Nicht zuletzt durch die Freundschaft zu diesem außergewöhnlichen Mann wurde Isfahan zu dem Ort, in dem ich endlich eine Heimat sah. Auch mein Vater fand hier die Freude am Leben zurück, doch je weiter er sich von den Fesseln seiner Trauer befreite, desto stärker wuchs in ihm der Wunsch, nach Osnabrück heimzukehren. Wir waren elf Jahre zuvor als Bettler aufgebrochen, hatten sechs Jahre in Isfahan gelebt, es zu einem gewissen Wohlstand gebracht und konnten nun mit befreiter Seele dorthin zurückkehren, wo unsere Wurzeln waren, auch wenn es bedeutete, einer der faszinierendsten Metropolen der Welt den Rücken zu kehren. Ich weiß heute nicht einmal mehr genau, warum ich überhaupt mit ihm ging. Wahrscheinlich befahl mir mein Pflichtgefühl, daß ich meinem Vater nicht im Stich lassen durfte, sosehr es mich auch schmerzte, mich von Rahman al-Bistam zu trennen.«
»Und so kehrtet Ihr also zurück.«
»Wie beengt und fade mir Osnabrück doch nach unserer Rückkehr erschien. Der Krieg dauerte noch immer an, die katholische Besatzung war einige Wochen zuvor von den Schweden |110| vertrieben worden, und die Bürger litten arg unter den Kontributionen, die von den Schweden ebenso wie zuvor von der katholischen Liga erhoben wurden. Einzig die zahlreichen Erinnerungen an meine persische Vergangenheit, mit denen ich meine Kammer schmückte, erleichterten mir den Alltag.

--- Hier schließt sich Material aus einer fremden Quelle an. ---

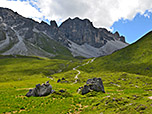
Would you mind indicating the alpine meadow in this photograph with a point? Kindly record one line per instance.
(74, 68)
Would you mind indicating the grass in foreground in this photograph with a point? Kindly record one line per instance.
(126, 93)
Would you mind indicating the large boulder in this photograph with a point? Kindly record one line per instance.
(94, 84)
(40, 90)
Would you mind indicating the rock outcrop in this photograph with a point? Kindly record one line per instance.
(40, 90)
(94, 84)
(24, 36)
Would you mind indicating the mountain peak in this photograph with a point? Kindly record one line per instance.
(74, 36)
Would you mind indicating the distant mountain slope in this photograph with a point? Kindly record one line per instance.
(136, 58)
(24, 36)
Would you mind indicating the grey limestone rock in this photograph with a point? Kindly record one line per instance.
(94, 84)
(40, 90)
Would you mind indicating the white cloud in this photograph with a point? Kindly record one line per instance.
(103, 13)
(23, 8)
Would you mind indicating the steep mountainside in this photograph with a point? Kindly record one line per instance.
(23, 36)
(136, 58)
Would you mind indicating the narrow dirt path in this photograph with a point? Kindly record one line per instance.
(79, 72)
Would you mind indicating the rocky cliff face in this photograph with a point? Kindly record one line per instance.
(23, 36)
(83, 31)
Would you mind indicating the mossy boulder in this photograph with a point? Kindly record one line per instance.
(94, 84)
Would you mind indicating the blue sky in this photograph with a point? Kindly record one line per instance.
(131, 18)
(135, 28)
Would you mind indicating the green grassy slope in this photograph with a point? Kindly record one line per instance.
(136, 58)
(52, 46)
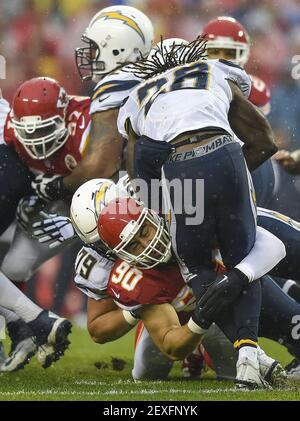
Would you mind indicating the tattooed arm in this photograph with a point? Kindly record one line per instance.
(103, 156)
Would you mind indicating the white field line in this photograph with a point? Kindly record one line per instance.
(134, 392)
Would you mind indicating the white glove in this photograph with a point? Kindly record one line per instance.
(50, 187)
(53, 229)
(25, 211)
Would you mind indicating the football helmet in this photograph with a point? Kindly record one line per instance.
(87, 203)
(226, 32)
(166, 46)
(121, 219)
(38, 116)
(115, 35)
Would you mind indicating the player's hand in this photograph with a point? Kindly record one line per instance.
(288, 161)
(26, 209)
(53, 229)
(223, 291)
(50, 187)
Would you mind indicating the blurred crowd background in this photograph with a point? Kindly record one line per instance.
(38, 37)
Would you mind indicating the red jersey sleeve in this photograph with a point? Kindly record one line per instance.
(260, 94)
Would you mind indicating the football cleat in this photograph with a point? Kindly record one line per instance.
(293, 370)
(270, 369)
(20, 356)
(52, 334)
(192, 366)
(46, 355)
(249, 376)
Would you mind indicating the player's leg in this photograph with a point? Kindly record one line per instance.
(46, 327)
(26, 255)
(15, 183)
(264, 183)
(23, 345)
(149, 362)
(288, 231)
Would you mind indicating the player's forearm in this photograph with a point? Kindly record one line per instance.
(252, 128)
(108, 327)
(90, 168)
(179, 342)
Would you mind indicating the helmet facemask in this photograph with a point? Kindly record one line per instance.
(87, 60)
(241, 49)
(40, 138)
(157, 251)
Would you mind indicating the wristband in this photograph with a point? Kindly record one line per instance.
(132, 321)
(195, 328)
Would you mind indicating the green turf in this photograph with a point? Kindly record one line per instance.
(76, 377)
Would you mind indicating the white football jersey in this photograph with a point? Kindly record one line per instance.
(112, 90)
(92, 273)
(4, 110)
(183, 99)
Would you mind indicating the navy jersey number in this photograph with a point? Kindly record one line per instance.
(193, 76)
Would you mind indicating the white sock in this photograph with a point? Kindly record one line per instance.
(248, 352)
(259, 262)
(13, 299)
(9, 315)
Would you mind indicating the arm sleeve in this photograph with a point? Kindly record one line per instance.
(92, 273)
(112, 91)
(237, 75)
(266, 253)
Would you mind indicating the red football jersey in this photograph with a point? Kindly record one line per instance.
(65, 159)
(132, 287)
(260, 94)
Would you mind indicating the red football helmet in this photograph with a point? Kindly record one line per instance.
(225, 32)
(38, 116)
(121, 220)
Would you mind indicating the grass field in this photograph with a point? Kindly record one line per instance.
(95, 372)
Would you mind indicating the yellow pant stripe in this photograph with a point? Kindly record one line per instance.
(237, 344)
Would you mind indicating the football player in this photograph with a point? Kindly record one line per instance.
(173, 129)
(228, 39)
(48, 131)
(122, 34)
(135, 237)
(92, 280)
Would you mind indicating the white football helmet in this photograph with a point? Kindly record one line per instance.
(115, 35)
(87, 203)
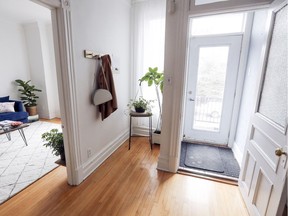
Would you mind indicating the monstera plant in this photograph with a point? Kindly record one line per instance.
(155, 78)
(28, 95)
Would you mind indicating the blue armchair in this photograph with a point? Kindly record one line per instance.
(18, 115)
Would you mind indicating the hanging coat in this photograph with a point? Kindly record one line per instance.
(105, 81)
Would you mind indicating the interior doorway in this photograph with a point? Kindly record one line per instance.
(27, 28)
(213, 62)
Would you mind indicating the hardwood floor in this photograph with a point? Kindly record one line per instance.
(127, 183)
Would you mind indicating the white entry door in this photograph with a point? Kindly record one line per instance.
(212, 75)
(264, 167)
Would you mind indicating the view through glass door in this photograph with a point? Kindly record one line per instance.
(212, 68)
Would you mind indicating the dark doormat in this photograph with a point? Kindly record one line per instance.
(229, 166)
(204, 157)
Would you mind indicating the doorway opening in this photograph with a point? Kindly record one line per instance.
(26, 28)
(214, 58)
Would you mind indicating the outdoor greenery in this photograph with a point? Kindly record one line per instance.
(27, 91)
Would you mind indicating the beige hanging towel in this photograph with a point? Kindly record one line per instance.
(105, 81)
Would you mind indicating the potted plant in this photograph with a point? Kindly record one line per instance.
(28, 97)
(156, 78)
(54, 140)
(140, 105)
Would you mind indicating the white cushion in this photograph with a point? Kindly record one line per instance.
(7, 107)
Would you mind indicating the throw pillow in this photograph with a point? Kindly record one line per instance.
(7, 107)
(4, 99)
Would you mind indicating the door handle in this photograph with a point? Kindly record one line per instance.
(279, 152)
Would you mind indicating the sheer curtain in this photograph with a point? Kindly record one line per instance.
(148, 35)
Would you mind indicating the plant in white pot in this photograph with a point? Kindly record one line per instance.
(55, 141)
(155, 78)
(29, 96)
(140, 105)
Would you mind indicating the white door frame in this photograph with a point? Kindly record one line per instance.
(250, 171)
(176, 43)
(61, 24)
(234, 41)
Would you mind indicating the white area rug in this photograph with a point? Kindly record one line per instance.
(21, 165)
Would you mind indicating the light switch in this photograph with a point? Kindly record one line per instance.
(115, 64)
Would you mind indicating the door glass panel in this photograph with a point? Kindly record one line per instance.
(210, 87)
(273, 102)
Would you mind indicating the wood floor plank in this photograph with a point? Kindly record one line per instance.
(127, 183)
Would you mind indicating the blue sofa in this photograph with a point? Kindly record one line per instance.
(18, 115)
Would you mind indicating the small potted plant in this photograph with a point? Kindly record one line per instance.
(54, 140)
(28, 97)
(155, 78)
(140, 105)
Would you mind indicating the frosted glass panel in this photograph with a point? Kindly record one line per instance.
(212, 70)
(273, 102)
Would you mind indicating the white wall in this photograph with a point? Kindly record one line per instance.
(258, 38)
(102, 26)
(14, 58)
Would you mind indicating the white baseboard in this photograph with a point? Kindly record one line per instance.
(95, 161)
(238, 154)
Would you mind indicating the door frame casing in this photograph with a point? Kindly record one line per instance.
(66, 81)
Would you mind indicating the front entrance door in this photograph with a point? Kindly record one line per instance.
(264, 166)
(212, 75)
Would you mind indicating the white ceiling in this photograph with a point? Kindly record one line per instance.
(23, 11)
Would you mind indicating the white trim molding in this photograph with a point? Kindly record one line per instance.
(99, 158)
(62, 35)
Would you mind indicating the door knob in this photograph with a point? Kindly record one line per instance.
(279, 152)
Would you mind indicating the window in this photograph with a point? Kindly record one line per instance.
(218, 24)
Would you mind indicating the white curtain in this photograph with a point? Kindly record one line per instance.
(148, 37)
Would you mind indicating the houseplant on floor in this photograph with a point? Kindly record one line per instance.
(54, 140)
(28, 97)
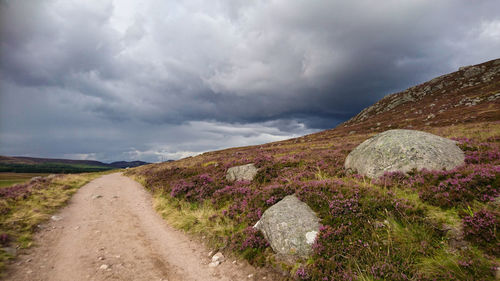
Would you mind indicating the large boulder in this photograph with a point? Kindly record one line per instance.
(290, 227)
(403, 150)
(243, 172)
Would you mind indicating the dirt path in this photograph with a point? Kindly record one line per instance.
(109, 231)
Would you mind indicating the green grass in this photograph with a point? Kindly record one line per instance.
(419, 240)
(8, 179)
(19, 217)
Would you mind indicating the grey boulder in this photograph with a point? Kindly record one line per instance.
(290, 227)
(403, 150)
(243, 172)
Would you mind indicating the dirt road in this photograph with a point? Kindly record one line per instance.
(109, 231)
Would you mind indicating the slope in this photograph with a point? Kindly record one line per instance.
(422, 226)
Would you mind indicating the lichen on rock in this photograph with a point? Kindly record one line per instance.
(290, 227)
(401, 151)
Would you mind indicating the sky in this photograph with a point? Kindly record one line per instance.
(154, 80)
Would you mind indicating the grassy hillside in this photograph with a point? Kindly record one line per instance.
(439, 225)
(66, 166)
(51, 168)
(24, 206)
(8, 179)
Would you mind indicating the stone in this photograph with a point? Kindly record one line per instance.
(290, 227)
(243, 172)
(214, 264)
(10, 251)
(218, 257)
(56, 218)
(402, 151)
(104, 267)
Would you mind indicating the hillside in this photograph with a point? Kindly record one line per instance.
(427, 225)
(48, 165)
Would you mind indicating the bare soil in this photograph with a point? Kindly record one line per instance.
(109, 231)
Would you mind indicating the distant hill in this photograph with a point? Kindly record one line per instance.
(125, 164)
(469, 95)
(439, 225)
(23, 164)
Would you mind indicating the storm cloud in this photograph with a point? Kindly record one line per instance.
(149, 80)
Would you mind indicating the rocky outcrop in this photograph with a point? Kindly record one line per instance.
(290, 227)
(243, 172)
(403, 150)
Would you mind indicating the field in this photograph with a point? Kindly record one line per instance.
(439, 225)
(51, 168)
(8, 179)
(24, 206)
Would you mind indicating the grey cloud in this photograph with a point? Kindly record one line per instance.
(176, 66)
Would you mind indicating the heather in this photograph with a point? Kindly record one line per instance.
(425, 225)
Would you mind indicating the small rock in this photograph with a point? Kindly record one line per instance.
(10, 250)
(214, 264)
(243, 172)
(218, 257)
(104, 267)
(56, 218)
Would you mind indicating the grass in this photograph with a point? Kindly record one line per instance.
(51, 168)
(403, 235)
(20, 215)
(8, 179)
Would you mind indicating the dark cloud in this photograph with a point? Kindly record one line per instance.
(125, 79)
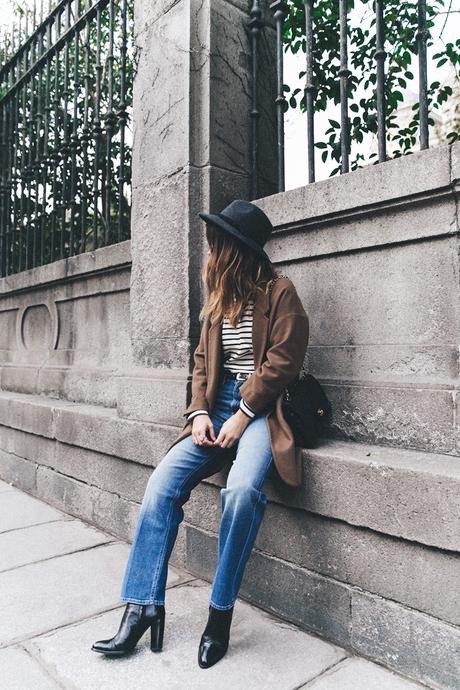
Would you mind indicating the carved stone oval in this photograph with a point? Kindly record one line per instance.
(36, 327)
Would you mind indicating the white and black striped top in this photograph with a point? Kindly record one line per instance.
(237, 342)
(237, 350)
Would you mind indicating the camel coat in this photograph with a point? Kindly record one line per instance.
(279, 337)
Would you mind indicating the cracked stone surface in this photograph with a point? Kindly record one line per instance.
(60, 580)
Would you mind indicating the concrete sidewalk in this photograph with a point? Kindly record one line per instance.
(60, 580)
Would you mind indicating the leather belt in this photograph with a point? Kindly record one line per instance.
(239, 375)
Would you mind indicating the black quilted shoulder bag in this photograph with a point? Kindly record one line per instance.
(306, 407)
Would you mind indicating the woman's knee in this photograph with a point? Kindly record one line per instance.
(242, 492)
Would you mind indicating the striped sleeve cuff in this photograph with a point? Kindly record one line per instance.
(246, 409)
(195, 413)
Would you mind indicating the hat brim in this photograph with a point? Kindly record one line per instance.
(223, 225)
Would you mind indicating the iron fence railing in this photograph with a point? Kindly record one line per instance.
(65, 104)
(280, 10)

Die schwedische Besatzung verlangte von den Bewohnern Osnabrücks, daß sie ihre Häuser zur Einquartierung der Truppen zur Verfügung stellten. Auch unser Haus blieb von dieser Maßnahme nicht verschont, aber glücklicherweise teilte man uns keinen tumben Söldner zu, sondern einen gebildeten, höflichen Offizier, der die kleine Kammer bezog, in der auch Ihr schon übernachtet habt. Sein Name war Magnus Erikson. Ich mochte ihn vom ersten Augenblick an. Er sprach ein wenig deutsch, und so unterrichteten wir uns gegenseitig in unseren Muttersprachen. Später berichtete ich ihm ausführlich von meiner Zeit in Isfahan, und Magnus lauschte meinen Berichten ebenso gebannt wie Ihr jetzt.«
Sara lächelte und streichelte ihren Bauch. »Und dann geschah etwas, was nicht vorgesehen war.«
»Dieser Magnus Erikson hat Euch Gewalt angetan?« fragte Jakob vorsichtig.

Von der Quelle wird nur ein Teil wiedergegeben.